Peter Lautz, der stellv. Vorsitzende des Landesverbands Pferdesport, verwies auf die Problematik, dass die Haftung bei Schäden, die Pferde in Panik auf der Flucht vor Wölfen anrichteten, von ihren Haltern getragen werden müssten. Der Voerder Deichgräf und Landwirt Ingo Hülser stellt sich prinzipiell gegen Wölfe am Niederrhein, Zäune seien nicht überall möglich, aber für ihn auch landschaftlich unerwünscht. Kritische Töne auch von der Tierärztin Viola Hebeler, die die Effizienz des Herdenschutzes europaweit in Frage stellte.
Deichgräf warf Regisseur „romantisches Bild“ vor
Peter Malzbender von der Nabu Kreisgruppe Wesel fehlte wohl aus technischen Gründen in der Runde. Ursprünglich zugesagt, dann aber kurzfristig abgesagt hatte dagegen die Kreisjägerschaft.

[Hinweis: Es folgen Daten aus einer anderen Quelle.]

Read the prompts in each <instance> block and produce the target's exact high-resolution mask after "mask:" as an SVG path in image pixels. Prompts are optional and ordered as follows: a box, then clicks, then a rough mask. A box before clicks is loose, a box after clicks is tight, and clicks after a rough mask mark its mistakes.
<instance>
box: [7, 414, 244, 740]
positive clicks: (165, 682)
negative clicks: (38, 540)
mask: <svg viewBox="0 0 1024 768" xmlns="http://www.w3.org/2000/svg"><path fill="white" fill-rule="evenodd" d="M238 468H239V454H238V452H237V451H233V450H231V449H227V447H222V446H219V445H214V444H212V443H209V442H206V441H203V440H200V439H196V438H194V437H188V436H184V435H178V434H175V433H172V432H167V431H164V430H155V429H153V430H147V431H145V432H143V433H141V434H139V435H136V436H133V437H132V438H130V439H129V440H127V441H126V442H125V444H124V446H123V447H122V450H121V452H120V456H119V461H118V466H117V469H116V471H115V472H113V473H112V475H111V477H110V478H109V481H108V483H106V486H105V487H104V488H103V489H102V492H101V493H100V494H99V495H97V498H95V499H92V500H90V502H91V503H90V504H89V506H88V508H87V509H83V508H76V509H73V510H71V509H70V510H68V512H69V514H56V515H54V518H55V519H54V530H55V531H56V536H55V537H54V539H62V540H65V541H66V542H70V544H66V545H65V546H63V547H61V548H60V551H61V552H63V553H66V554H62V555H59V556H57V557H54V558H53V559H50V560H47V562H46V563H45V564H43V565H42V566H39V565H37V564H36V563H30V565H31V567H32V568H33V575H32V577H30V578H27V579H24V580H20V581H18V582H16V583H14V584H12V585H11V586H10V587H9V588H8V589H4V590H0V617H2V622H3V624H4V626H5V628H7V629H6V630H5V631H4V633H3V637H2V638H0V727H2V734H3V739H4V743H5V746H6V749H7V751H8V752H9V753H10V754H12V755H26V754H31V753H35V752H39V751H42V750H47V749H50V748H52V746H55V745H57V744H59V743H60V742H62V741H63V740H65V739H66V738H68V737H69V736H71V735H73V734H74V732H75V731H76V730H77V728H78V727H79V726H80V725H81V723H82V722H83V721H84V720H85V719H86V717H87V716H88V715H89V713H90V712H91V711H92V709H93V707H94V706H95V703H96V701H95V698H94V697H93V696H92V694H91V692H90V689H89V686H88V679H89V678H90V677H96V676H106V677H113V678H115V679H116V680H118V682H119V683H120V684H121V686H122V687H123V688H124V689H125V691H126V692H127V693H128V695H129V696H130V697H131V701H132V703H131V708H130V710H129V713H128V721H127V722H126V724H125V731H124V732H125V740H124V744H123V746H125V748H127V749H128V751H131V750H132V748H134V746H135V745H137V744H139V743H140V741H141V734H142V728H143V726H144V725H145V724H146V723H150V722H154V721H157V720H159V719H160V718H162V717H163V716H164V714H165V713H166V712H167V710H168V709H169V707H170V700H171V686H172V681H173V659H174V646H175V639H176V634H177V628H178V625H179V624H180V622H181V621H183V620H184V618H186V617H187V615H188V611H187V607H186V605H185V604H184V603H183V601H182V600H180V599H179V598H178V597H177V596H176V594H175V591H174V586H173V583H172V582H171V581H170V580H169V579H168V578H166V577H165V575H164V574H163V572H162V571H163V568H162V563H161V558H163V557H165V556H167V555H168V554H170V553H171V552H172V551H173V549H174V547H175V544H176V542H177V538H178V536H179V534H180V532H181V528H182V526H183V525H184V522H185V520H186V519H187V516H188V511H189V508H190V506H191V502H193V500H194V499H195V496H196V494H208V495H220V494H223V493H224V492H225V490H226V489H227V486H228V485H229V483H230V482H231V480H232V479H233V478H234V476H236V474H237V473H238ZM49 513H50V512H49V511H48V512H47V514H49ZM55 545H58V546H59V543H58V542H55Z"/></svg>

Naturschutz und Nutztierhaltung, Ökologie und Wirtschaft. Und in diesem Spannungsfeld auch noch Kultur! Der Dinslakener Regisseur Adnan Köse arbeitet derzeit an einem Dokumentarfilm über Jos de Bruin. Am Ende der Veranstaltung zeigte er rund sieben Minuten lang Vorabmaterial aus der Wolfauffangstation in Sonsbeck. Doch bevor die Bilder überhaupt für sich sprechen konnte, wurde Köse von Ingo Hülser vorgeworfen, ein „romantisches Bild vom Wolf“ zeichnen zu wollen, die Tendenz des Abends sei damit vorgegeben – der Regisseur protestierte, Vollmert musste die Wogen glätten. Naturschutz, Herdenschutz, Sachlichkeit und Streitkultur im einer Kultur-Landschaft. Gloria reißt Schafe. Aber sie reißt auch vieles andere an.